Though the assumption that all incidents occurring in the home are covered is pervasive in the general population, we will highlight one of the legal distinctions which may in fact exclude the homeowner from coverage.

Namely, an occurrence is not an “accident” where the consequences were unforeseen, but the conduct was intentional. The larger question is when is it the duty of the issuing insurance company to defend a suit which potentially seeks damages within the coverage of the policy? In this instance, an insurance policy defined the obligation to the policy holder by stating that the policy covers “those damages which an insured becomes legally obligated to pay because of property damages resulting from an occurrence to which this coverage applies.” Furthermore, an occurrence is defined as “an accident including exposure to conditions which results during the policy period property damage.”

To most average policy holders, the focus of the preceding statement is the term “accident.” Many policy holders would assume the policy is stating “We will defend you, as long as you did not mean to do whatever it was that you did.” This makes sense, as it would be unfair and unsustainable if insurance companies were forced to defend cases where the policy owner willfully and intentionally caused damage.

However, one must carefully investigate what constitutes an accident. While the layman’s definition of an accident tends to focus on the unforeseen result of the conduct, the court refers to the nature of the conduct itself, rather than to its consequences. An accident does not occur when the insured performs a deliberate act unless some additional, unexpected, independent, and unforeseen happening occurs that produces the damage. This is a vital distinction.

We turn our attention to court cases which highlight the court’s interpretation of what constitutes an accident. The case of Allstate Ins. Co v. Saluhutdin centers on a property clash between the Saluhutdins and the Alcantaras. The Alcantaras began building a fence on the disputed land, aligning the fence with a string tied to a post the Saluhutdins believed they owned. Mrs. Saluhutdin, believing the post belonged to her, removed the string, ultimately leading to an action by the Alcantaras for trespass and emotional distress.

What’s interesting though is what happened next. The Saluhutdins tendered their defense to their insurance company. However, the court rejected the Saluhutdins’ contentions that Mrs. Saluhutdin’s actions constituted an “accident” and that the resultant lawsuit should be defended under her homeowner’s policy. Specifically, the court made the distinction that Mrs.
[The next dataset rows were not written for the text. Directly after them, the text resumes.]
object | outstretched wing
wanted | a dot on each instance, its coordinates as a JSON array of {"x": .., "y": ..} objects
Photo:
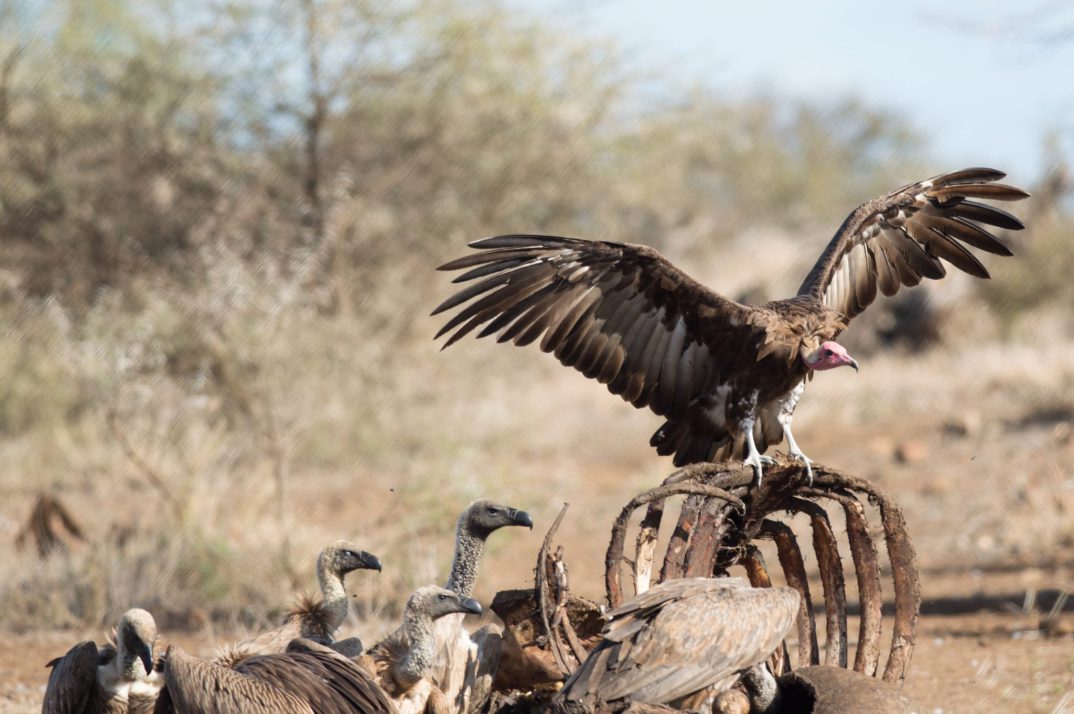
[
  {"x": 899, "y": 238},
  {"x": 617, "y": 312}
]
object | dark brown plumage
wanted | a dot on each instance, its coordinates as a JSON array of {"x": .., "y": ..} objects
[
  {"x": 826, "y": 689},
  {"x": 681, "y": 637},
  {"x": 306, "y": 679},
  {"x": 114, "y": 679},
  {"x": 726, "y": 376}
]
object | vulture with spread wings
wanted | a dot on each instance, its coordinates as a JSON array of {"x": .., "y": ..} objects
[{"x": 726, "y": 376}]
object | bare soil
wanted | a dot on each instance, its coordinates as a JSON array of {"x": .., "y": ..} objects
[{"x": 987, "y": 492}]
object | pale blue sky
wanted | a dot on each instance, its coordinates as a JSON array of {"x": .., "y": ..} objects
[{"x": 983, "y": 79}]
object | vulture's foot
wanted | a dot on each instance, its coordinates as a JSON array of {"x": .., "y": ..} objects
[
  {"x": 807, "y": 462},
  {"x": 758, "y": 461}
]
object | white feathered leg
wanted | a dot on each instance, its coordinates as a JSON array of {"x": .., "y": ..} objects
[
  {"x": 785, "y": 417},
  {"x": 754, "y": 457},
  {"x": 797, "y": 453}
]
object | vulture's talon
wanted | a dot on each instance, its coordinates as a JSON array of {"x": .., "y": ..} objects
[{"x": 807, "y": 463}]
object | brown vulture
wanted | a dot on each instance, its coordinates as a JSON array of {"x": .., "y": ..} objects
[
  {"x": 725, "y": 376},
  {"x": 120, "y": 676},
  {"x": 682, "y": 637}
]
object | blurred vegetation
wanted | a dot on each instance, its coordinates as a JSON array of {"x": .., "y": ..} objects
[{"x": 219, "y": 220}]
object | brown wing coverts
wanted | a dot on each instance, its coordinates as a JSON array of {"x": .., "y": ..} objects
[
  {"x": 72, "y": 681},
  {"x": 899, "y": 238},
  {"x": 619, "y": 314},
  {"x": 656, "y": 647}
]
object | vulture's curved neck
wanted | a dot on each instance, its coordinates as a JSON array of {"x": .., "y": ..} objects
[
  {"x": 421, "y": 650},
  {"x": 333, "y": 593},
  {"x": 469, "y": 547}
]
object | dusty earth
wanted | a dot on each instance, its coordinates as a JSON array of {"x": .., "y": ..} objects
[{"x": 987, "y": 493}]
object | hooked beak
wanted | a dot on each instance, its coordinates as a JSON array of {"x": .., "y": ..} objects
[
  {"x": 369, "y": 562},
  {"x": 521, "y": 519}
]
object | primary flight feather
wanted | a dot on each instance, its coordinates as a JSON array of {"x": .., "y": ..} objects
[{"x": 726, "y": 376}]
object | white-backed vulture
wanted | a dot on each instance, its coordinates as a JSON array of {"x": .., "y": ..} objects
[
  {"x": 682, "y": 637},
  {"x": 405, "y": 661},
  {"x": 479, "y": 521},
  {"x": 316, "y": 620},
  {"x": 725, "y": 376},
  {"x": 114, "y": 679},
  {"x": 306, "y": 679},
  {"x": 467, "y": 663}
]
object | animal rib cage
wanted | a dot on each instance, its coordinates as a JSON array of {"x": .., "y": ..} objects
[{"x": 723, "y": 515}]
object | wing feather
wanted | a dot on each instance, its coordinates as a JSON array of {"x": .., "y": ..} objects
[
  {"x": 73, "y": 680},
  {"x": 899, "y": 238},
  {"x": 617, "y": 312},
  {"x": 655, "y": 649}
]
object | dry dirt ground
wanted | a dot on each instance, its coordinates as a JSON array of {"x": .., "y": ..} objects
[{"x": 987, "y": 490}]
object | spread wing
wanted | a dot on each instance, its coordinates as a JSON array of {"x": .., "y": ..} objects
[
  {"x": 682, "y": 637},
  {"x": 73, "y": 680},
  {"x": 617, "y": 312},
  {"x": 899, "y": 238}
]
Saluhutdin intentionally cut the string. Whether she believed she was within her rights to do so was not important. The court stated “The intentional act of Mrs. Saluhutdin in removing the string remains the ‘crucial act’ in the present case … She claims that she didn’t intend to trespass because she thought it was her land. But, that doesn’t change the fact that the damage was the result of a deliberate and intentional act. Her motive or rationale for acting in this manner is irrelevant.”

In Fire Insurance Exchange v. Bourguignon, the limitations on what is classified as an accident in home owner’s insurance was also discussed. Kenneth and Dorothy Bourguignon owned property which adjoined property owned by Louise Leach. Louise Leach granted the Bourguignons an access easement over a portion of her property. That is to say, Ms. Leach gave the Bourguignons permission to build a structure which overlapped her property by five and a half feet by signing a “Lot Line Adjustment” application which was submitted and subsequently approved by the City of Big Bear.
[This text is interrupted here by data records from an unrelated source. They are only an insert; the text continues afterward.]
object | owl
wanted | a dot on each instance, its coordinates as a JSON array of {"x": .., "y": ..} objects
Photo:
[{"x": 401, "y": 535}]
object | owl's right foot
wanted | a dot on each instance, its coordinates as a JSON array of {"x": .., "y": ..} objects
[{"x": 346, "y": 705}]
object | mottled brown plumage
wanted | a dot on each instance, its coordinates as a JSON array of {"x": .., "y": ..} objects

In 2002, Louise Leach sold her property to the Parsons. The Parsons disputed the validity of the previously signed Lot Line Adjustment, noting that Louise Leach had conveyed a one-third interest in the property to her two sons prior to signing the Lot Line Adjustment. Neither son had signed the Adjustment form.

In the ensuing lawsuits, the Bourguignons tendered their defense to petitioner Fire Insurance Exchange, who had issued them a homeowner’s policy in 1999. Fire Insurance Exchange declined to defend the suit and requested summary judgment on the grounds that Fire Exchange does not have an obligation to defend against nonaccidental occurrences. As the Bourguignons had intentionally built a portion of their structure over the property line (regardless of the fact that they had assumed they were within their rights to do so), any losses to the Parsons were not the result of an accident.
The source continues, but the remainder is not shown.